Q. What is your favorite example of a giver?
A. There is a woman called Kat Cole. She is a single mother who has three jobs to support her family. The day that Kat was old enough to work, she started working at a restaurant. She became the first person in her family to go to college. But she was so busy helping others in the restaurant that she had to drop out college because her grades suffered. Then one day in the restaurant a cook quit, so Kat volunteered to help cook. Another day the manager quit. She organized the schedule so everybody would know when to come to work. She volunteered to help behind the scenes without asking or receiving any credit or recognition. And it’s a story that really tells the horrible downside of giving. Kat was so helpful that she dropped out of college. But as we know, giving can be inefficient in the short run but extremely valuable in the long run. In Kat’s case, she was invited to apply to open up the first restaurant in Australia. She was working in the US at the time.
She said she wasn’t qualified because she had less education and less experience than all the other candidates. But because she has found every way to help all the colleagues, she was the only person in the restaurant that has done every job.

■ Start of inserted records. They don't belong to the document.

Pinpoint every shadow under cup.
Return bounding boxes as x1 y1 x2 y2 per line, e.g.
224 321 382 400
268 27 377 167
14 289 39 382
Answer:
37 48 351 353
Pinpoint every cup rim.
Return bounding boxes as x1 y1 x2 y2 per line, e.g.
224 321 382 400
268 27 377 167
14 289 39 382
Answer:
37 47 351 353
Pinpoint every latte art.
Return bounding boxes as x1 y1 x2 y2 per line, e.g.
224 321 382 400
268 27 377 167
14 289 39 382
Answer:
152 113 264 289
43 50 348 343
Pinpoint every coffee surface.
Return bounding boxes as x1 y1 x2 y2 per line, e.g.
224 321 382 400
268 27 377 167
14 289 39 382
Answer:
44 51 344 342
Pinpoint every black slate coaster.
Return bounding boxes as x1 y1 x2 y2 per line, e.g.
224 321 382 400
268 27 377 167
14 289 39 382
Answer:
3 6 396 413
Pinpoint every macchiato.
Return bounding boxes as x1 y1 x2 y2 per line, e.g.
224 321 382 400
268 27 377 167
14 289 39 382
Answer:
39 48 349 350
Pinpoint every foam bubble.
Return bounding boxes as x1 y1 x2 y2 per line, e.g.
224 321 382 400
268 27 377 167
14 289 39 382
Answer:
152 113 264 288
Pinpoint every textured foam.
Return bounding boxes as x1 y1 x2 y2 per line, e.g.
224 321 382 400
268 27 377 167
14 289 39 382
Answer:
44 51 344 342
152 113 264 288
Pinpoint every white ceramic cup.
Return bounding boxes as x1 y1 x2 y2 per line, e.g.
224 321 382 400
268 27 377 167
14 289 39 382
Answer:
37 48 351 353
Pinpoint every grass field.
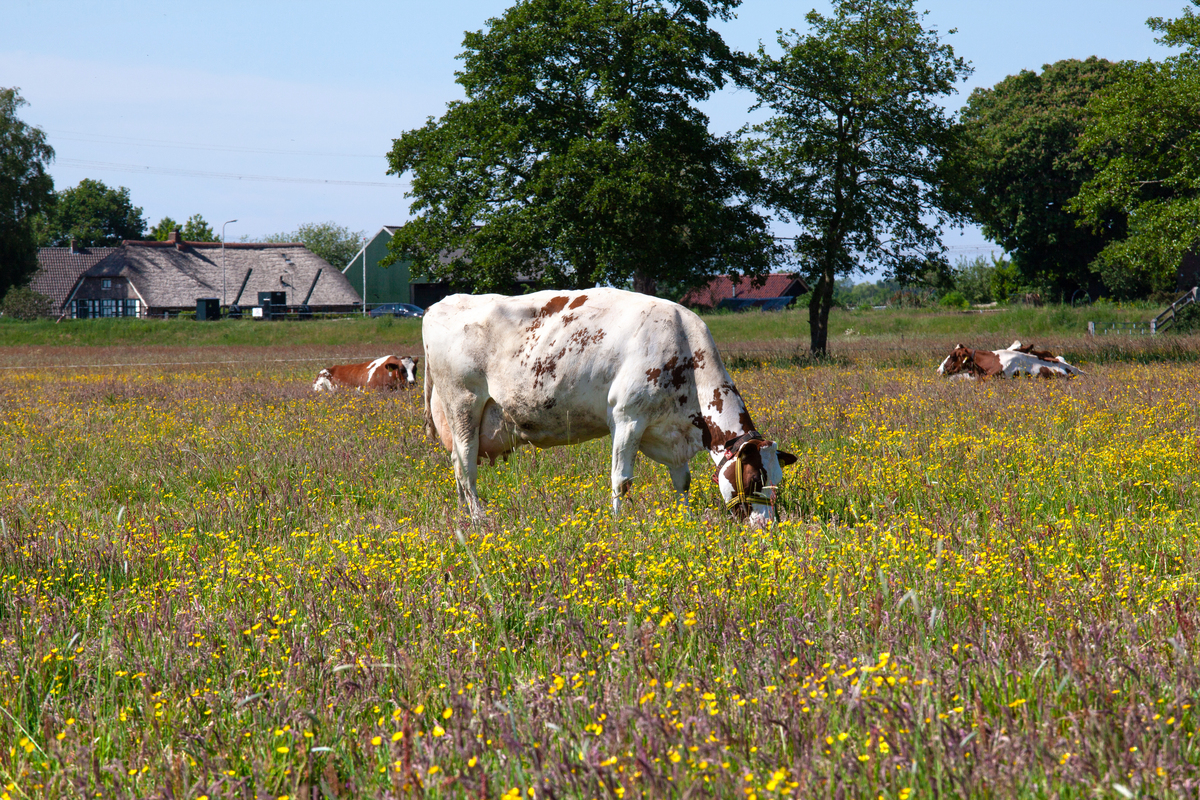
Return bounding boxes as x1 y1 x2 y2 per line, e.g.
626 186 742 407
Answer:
0 328 1200 800
0 303 1160 350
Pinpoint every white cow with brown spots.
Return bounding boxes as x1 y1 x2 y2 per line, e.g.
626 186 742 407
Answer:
421 288 796 523
312 355 419 392
937 339 1084 380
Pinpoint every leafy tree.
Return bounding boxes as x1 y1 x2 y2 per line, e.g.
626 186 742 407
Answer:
746 0 971 355
150 217 179 241
1069 0 1200 297
180 213 221 241
389 0 773 293
263 222 366 271
0 287 50 319
0 88 54 298
961 56 1126 297
38 178 146 247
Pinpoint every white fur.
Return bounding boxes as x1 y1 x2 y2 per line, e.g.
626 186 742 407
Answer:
421 288 782 517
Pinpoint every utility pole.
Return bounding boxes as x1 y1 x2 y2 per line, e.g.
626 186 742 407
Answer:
221 219 238 306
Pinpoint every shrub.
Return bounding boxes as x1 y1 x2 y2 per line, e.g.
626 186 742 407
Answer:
937 289 971 308
0 287 50 319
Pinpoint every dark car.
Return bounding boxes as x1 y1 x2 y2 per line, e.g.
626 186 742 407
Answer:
368 302 425 319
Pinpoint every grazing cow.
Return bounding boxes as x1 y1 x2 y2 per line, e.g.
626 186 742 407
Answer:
421 288 796 523
312 355 420 392
937 341 1084 380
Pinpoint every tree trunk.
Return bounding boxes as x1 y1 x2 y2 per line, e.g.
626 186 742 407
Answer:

They were giving her this position because she is more knowledgeable and more skilled than everyone else. One of the things that drives us crazy is that givers actually have a knowledge and skills advantage. They learn more and build more expertise than matchers and takers because their time spent solving other people’s problems enabled them to gain the whole set of insights, ideas and information that nobody has.
Kat went to Australia, opened up a new restaurant, and did the same thing in Asia. Then she went back to the US for corporate training. Her career just skyrocketed. At the age of 32, she was named the President of a billion-dollar brand called Cinnabon. If you ask her what made her successful, she will tell you that more than anything else is the fact that she was a giver.